Others have observed that AGI containment isn’t a sufficient safety measure, because an AGI could convince its gatekeepers to let it out. While this is true, what it means is that containment is necessary, but not sufficient. And containment has one major advantage over most other subproblems of AGI safety: we know what needs to be done.
I recently applied for a grant to work on the AGI containment problem. If granted, I’ll be working on the AGI containment problem full time starting in September, with two other collaborators. In the mean time, I’ll be spending as much of my spare time on it as I can on it, because despite being massively important, to the best of my knowledge, the three of us are the only people in the world working on the problem. In the process of writing that grant application, I spent some time exploring the space of possible containment strategies and technologies, and discovered a massive amount of important work to be done.

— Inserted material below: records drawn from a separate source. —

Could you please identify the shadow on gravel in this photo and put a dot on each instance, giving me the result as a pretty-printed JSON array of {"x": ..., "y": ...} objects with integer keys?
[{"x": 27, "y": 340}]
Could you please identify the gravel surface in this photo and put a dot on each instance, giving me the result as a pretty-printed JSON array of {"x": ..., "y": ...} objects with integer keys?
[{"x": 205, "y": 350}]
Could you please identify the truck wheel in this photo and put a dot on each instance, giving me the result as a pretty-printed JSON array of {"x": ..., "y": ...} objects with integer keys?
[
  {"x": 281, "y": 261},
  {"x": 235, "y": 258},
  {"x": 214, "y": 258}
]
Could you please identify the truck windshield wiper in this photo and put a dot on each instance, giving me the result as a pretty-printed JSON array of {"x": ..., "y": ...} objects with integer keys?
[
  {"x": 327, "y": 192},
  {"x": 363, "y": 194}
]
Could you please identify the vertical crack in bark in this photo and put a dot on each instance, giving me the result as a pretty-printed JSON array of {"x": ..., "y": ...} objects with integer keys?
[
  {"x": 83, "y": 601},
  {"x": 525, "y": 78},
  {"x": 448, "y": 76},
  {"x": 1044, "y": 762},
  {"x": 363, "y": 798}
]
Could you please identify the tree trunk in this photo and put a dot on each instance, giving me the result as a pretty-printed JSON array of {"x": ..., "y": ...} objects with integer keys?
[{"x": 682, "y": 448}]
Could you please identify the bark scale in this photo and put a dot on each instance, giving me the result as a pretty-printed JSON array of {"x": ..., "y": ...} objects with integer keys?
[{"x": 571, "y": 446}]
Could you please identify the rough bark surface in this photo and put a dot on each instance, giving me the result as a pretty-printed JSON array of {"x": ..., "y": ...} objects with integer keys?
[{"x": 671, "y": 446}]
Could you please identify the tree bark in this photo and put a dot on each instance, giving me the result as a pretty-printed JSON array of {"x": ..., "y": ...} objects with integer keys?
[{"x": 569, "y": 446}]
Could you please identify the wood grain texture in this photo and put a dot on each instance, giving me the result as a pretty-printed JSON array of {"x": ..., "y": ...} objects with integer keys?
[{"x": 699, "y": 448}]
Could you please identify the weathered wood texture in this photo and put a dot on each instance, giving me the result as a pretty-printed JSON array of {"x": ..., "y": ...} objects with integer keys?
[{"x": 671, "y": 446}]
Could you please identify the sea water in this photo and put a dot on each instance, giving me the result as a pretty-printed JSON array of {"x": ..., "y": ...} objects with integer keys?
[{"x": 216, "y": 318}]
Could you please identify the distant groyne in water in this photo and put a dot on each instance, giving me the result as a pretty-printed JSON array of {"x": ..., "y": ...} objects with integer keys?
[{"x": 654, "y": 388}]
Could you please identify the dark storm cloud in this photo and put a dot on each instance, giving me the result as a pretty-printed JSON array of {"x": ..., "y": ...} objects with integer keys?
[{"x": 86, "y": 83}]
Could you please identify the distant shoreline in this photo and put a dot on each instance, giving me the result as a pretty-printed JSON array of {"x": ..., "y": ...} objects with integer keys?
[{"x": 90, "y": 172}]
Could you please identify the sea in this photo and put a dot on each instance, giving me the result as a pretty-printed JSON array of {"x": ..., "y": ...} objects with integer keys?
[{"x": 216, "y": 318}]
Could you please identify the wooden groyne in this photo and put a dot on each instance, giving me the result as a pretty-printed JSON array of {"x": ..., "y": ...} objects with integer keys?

There should be more people working on this. If you have programming skill, you can get started right now. Here, I present some software projects that need doing.
- Write a Linux kernel module for a tripwired network interface: a device which looks like an inactive network interface from userspace, but rather than being an actual interface, activates a tripwire/alarm when activated.
- Automated seccomp configuration: Write a tool that takes output from strace, which is a list of syscalls, and uses it to generate a BPF filter for Linux’s seccomp mode which allows those syscalls and no others.
- Fuzz test the Torch7 library interfaces for buffer overflows.
- Write a library that uses the Intel CPU performance counters to detect suspicious instruction mixes (eg RowHammer).
- GPU API filtering. Look through a GPGPU library such as CUDA, identify a relatively-safe subset which preserves most of the important functionality, and write a wrapper which runs in a separate process and provides only that subset via an IPC interface.
- Work on anti-steganography techniques for images, audio and video. Ie, make a tool such that if an AGI draws a picture, the gatekeeper run it through the tool and publish the picture and be confident that no one will find a hidden message inside it later.
If you’re convinced that AGI safety is important but have had trouble finding an affordance to actually work on it, hopefully this will help you find a project. These are things that I am not planning to do myself, because I already have a long list of things I’m doing that are this good or better. If no one has jumped in here to say they’re doing it, it probably isn’t getting done.